Windows Functions 101: What you need to know

Daily Blog
Author

Soren Laney

Published

November 4, 2022

Windows functions are great for visualizing data and extracting insights that cannot be gathered through grouby and multi groupby fuinctions.

Windows Overview

To further understand this we will use the following dataset to compare the differnece and function of groupby and windows functions. This is an example dataset that shows how many hours that employees clocked during a week (it was a slow week). The example code will also be given in pyspark.

employee branch Hrs
Jake Ballard 1 10
Olivia Pope 1 19
Fitz Gerald 1 8
Cyrus Bean 1 9
Melly Grant 2 16
Harrison Right 2 15
Elizabeth North 2 9
Quin Perkins 3 15
Aby Wheelend 3 12
Markus Walker 3 6

#### Groupby roupby functions opperate by summarizing data according to a specified group. I this example we will grouby the hours worked in each brand and then sumarize that data by taking the average of each group. This is often much faster than a windows due to the simplicity and is avaliability in most programing languages. A groupby would yield the following result from running the following code.
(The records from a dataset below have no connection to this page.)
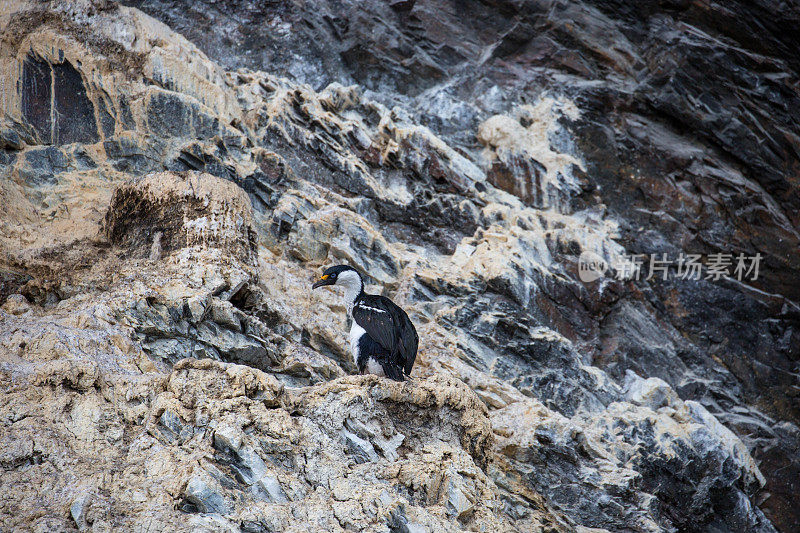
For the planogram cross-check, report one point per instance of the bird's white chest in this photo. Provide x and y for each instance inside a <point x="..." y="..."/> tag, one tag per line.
<point x="356" y="332"/>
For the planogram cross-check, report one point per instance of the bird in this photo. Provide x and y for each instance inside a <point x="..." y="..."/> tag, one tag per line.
<point x="383" y="340"/>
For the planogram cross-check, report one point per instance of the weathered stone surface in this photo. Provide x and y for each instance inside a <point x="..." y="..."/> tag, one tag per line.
<point x="163" y="365"/>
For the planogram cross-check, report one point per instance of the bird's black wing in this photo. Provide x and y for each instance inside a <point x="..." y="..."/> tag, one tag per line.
<point x="390" y="327"/>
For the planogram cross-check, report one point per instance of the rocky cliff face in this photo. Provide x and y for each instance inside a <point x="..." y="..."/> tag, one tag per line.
<point x="164" y="209"/>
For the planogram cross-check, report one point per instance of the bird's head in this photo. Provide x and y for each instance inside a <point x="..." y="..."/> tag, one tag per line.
<point x="341" y="275"/>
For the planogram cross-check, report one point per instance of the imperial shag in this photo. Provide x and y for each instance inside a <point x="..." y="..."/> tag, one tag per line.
<point x="382" y="338"/>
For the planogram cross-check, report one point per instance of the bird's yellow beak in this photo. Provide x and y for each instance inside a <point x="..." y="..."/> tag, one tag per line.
<point x="322" y="282"/>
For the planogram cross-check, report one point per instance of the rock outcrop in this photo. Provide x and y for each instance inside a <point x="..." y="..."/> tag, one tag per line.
<point x="163" y="210"/>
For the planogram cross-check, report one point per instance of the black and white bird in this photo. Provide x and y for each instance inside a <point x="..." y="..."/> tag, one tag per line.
<point x="382" y="338"/>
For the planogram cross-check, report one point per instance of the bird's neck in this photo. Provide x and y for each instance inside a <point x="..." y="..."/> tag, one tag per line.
<point x="352" y="292"/>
df.groupBy("branch").avg("Hrs").show(truncate=False)
branch Avg Hrs
1 11.5
2 13.3
3 11

Windows

When preforming a windows function you can attain aggragate functions without loosing the the rows. This can be very useful when trying to create a new dataframe. An example of how this dataframe could provide more value than a groupby is if you wanted to display a double bar chart comparing the average hours worked in a branch to that of the hours worked by an individual employee. This function has two main parts, a partition and a relational grouped dataset. The first term is what it will partition the dataset into to create the new term/column. The second term can be one of couple of functions that can transform the data. You can then create a new column aggregating the function with that “window” that was created as demonstrated below. A windows functions yields the following result

Window.partitionBy("branch").orderBy("hrs")
df.withColumn("Avg Hrs",avg.over(windowSpec))
df.withColumn("row_number",row_number.over(windowSpec))
employee branch Hrs Avg Hrs
Quin Perkins 3 15 11
Aby Wheelend 3 12 11
Markus Walker 3 6 11
Olivia Pope 1 19 11.5
Jake Ballard 1 10 11.5
Fitz Gerald 1 8 11.5
Cyrus Bean 1 9 11.5
Melly Grant 2 16 13.3
Harrison Right 2 15 13.3
Elizabeth North 2 9 13.3

History

The windows function originates as a SQL function, however has made it way into many other programming languages over the last couple of years. This function was introduced in 2003. Added functionalty was introduced later on.

Example Code

SQL

SELECT  
        RANK() OVER (PARTITION BY Value_1 ORDER BY Value_2 DESC) 
            AS Value_1_ranking,
        Column_1,
        Column_2, 
        Column_3, 
        Column_4
FROM df;

Pyspark

Window.partitionBy("value_1").orderBy("value_2")